Her death is a stark reminder that enforcement without accountability can cost innocent lives—and destroy families. It raises urgent questions about the use of force by a domestic agency that should be focused on lawful, proportionate action, not militarized confrontation. Adding flame to the fire, President Donald J. Trump, Vice President J.D. Vance, and Secretary of Homeland Security Kristi Noem all defended her killing by calling Renee Good and her wife “domestic terrorists.”

ICE Undermines Democracy, Does Not Uphold It

Democracy depends on due process. Yet ICE operates in a legal system where civil detention can mean prolonged confinement without the full protection guaranteed in criminal court. People can be detained far from home, denied meaningful access to counsel, and deported through fast-track proceedings that prioritize speed over fairness. Legal residents, asylum seekers, and long-term community members are routinely swept into this system. When liberty can be taken without full constitutional safeguards, democracy is already in retreat.

ICE’s defenders often invoke public safety, but this claim collapses under scrutiny. The majority of ICE arrests are not of violent criminals but of people whose primary offense is a civil immigration violation. Meanwhile, evidence consistently shows that immigrant communities—documented or not—commit crimes at lower rates than native-born citizens. The agency’s most visible actions—workplace raids, courthouse arrests, and neighborhood sweeps—do not make communities safer. They make them quieter, more fearful, and less likely to cooperate with police or civic institutions.

Even more troubling is how easily ICE becomes a political instrument. Enforcement priorities swing wildly from one administration to the next, not because the law changes, but because presidential rhetoric does. This volatility reveals a deeper problem: ICE possesses enormous discretionary power with weak democratic oversight. In practice, that discretion allows immigration enforcement to be weaponized for political signaling—who belongs, who is suspect, who should be afraid.

Reform or Abolition: A Democratic Imperative

The public must confront a crucial question: Can ICE be reformed, or must it be abolished and replaced? Meaningful reform would require stripping the agency of its broad enforcement and detention authority, separating civil immigration administration from criminal investigation, and placing every enforcement action under clear judicial oversight. It would mandate full transparency and independent civilian review of uses of force, along with strict limits on civil detention and guaranteed legal representation in immigration proceedings.

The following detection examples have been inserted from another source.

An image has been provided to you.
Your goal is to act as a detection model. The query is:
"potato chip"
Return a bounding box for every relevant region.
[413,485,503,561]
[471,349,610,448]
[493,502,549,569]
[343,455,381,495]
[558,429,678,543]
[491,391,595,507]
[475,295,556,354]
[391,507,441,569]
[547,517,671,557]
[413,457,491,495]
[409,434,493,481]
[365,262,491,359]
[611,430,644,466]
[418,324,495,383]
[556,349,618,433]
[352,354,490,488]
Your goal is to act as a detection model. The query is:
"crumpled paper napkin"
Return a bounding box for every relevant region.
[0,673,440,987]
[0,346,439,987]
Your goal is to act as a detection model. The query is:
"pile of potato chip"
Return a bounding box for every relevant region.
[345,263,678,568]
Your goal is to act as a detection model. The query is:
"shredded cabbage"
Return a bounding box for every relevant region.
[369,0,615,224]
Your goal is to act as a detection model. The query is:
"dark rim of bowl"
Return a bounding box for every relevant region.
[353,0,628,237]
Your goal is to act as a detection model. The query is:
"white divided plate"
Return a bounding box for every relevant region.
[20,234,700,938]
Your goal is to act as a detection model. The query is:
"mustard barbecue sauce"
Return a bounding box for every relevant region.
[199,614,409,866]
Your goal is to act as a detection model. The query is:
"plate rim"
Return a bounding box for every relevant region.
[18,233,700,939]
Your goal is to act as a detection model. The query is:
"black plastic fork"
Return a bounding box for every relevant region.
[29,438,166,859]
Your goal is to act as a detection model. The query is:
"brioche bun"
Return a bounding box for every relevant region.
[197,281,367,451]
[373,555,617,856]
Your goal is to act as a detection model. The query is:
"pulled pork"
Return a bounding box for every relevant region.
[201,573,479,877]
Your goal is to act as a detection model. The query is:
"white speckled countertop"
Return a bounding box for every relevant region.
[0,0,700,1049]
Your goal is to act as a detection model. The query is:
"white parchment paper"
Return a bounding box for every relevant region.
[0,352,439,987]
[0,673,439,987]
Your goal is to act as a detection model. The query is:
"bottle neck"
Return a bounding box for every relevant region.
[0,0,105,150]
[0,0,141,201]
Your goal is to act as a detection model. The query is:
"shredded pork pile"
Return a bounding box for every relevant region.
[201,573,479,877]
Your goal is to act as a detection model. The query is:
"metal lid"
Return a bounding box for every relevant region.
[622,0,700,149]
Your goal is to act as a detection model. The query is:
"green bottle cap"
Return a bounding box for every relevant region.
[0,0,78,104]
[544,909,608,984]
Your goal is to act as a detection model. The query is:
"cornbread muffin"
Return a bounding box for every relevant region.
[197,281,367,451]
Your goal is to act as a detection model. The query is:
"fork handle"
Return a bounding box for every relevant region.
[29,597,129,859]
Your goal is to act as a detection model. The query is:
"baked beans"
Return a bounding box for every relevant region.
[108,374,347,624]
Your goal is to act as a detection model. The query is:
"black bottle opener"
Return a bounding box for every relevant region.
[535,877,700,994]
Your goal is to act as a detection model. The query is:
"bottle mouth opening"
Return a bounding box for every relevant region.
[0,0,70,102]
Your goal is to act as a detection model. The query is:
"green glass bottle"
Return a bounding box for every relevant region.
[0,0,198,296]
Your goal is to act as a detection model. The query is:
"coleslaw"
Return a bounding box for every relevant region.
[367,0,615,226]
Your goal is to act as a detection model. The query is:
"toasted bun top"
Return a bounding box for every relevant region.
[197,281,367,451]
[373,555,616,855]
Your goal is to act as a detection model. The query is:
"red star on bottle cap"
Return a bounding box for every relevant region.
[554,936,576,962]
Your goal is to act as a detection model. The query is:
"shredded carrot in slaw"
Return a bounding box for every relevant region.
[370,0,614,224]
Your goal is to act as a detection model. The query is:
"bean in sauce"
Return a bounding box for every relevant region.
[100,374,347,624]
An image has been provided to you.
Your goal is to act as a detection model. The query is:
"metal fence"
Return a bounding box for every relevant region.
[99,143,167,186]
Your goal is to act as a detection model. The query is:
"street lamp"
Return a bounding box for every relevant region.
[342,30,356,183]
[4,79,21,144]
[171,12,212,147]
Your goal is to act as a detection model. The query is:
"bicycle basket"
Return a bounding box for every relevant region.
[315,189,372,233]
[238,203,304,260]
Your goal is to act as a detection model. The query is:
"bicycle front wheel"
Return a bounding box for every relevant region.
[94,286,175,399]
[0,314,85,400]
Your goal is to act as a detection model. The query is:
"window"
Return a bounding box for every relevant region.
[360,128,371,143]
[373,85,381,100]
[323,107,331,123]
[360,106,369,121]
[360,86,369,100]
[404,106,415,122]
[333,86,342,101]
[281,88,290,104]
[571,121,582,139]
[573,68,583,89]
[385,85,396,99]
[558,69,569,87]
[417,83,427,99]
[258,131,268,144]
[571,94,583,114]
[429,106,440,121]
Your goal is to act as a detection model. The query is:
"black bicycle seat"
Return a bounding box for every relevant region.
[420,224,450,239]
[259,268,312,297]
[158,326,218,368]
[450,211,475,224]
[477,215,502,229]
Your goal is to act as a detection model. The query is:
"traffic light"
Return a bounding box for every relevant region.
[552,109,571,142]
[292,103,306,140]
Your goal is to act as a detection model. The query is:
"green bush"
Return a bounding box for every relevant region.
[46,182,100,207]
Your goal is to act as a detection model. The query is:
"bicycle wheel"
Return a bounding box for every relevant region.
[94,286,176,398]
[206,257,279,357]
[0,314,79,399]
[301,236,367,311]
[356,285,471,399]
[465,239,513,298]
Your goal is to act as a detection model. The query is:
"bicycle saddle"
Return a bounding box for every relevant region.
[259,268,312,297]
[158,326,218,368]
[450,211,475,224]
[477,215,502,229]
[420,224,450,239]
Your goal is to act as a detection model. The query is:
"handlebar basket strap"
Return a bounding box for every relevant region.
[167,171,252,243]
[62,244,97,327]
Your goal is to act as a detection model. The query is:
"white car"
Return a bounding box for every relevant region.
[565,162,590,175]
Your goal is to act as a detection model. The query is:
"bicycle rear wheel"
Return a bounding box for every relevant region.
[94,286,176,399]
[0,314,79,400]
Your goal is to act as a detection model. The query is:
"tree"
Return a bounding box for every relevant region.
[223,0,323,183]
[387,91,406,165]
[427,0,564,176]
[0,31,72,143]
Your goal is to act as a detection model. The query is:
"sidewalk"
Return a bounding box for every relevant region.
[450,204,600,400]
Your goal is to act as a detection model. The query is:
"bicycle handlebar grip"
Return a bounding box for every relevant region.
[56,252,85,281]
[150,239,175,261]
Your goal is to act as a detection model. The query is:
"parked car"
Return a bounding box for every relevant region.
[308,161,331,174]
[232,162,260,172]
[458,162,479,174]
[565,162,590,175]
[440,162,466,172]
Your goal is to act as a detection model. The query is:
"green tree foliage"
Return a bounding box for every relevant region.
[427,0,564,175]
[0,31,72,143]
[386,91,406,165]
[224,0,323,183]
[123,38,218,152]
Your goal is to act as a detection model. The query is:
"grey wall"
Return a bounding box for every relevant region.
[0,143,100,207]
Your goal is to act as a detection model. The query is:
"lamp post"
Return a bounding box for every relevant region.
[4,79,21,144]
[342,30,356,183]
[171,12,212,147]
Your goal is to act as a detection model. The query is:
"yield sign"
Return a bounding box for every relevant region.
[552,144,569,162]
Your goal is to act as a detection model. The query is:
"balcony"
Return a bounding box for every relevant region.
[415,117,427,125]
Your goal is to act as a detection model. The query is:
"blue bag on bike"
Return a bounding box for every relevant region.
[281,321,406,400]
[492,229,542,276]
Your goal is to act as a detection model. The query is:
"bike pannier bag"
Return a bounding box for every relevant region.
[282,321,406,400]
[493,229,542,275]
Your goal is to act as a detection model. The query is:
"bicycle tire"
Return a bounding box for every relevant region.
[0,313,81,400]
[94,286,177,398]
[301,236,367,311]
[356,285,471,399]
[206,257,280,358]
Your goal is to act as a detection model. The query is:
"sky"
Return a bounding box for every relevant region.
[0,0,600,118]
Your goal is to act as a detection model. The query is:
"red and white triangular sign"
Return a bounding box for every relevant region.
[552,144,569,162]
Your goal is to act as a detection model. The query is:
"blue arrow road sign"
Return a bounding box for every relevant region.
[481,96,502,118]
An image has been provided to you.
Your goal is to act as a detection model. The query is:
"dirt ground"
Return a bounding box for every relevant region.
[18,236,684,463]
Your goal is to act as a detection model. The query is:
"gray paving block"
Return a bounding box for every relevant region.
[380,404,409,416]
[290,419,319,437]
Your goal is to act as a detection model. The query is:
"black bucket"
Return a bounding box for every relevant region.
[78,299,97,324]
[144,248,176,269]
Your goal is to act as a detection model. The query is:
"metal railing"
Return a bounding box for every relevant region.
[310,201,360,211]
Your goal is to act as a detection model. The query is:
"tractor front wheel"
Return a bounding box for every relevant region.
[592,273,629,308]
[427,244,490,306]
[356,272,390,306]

But reform risks being superficial if the underlying culture of impunity remains. Abolition advocates argue that the functions ICE now performs—immigration processing, asylum adjudication, workplace compliance—should be transferred to civil, non-coercive agencies that operate with strict adherence to rights protections. Criminal investigations should remain with law enforcement agencies that are accountable, trained, and constrained by constitutional norms.

A democracy that enforces unjust systems unjustly erodes the legitimacy of law itself. Rule of law is not measured by how harshly a government can punish, but by how faithfully it protects rights while administering policy.

ICE, as it exists today, does not strengthen American democracy. It corrodes it. And until the United States is willing to reckon with that truth—through reform or abolition—tragedies like the killing of Renee Good will continue, and with them, the weakening of democratic ideals we claim to uphold.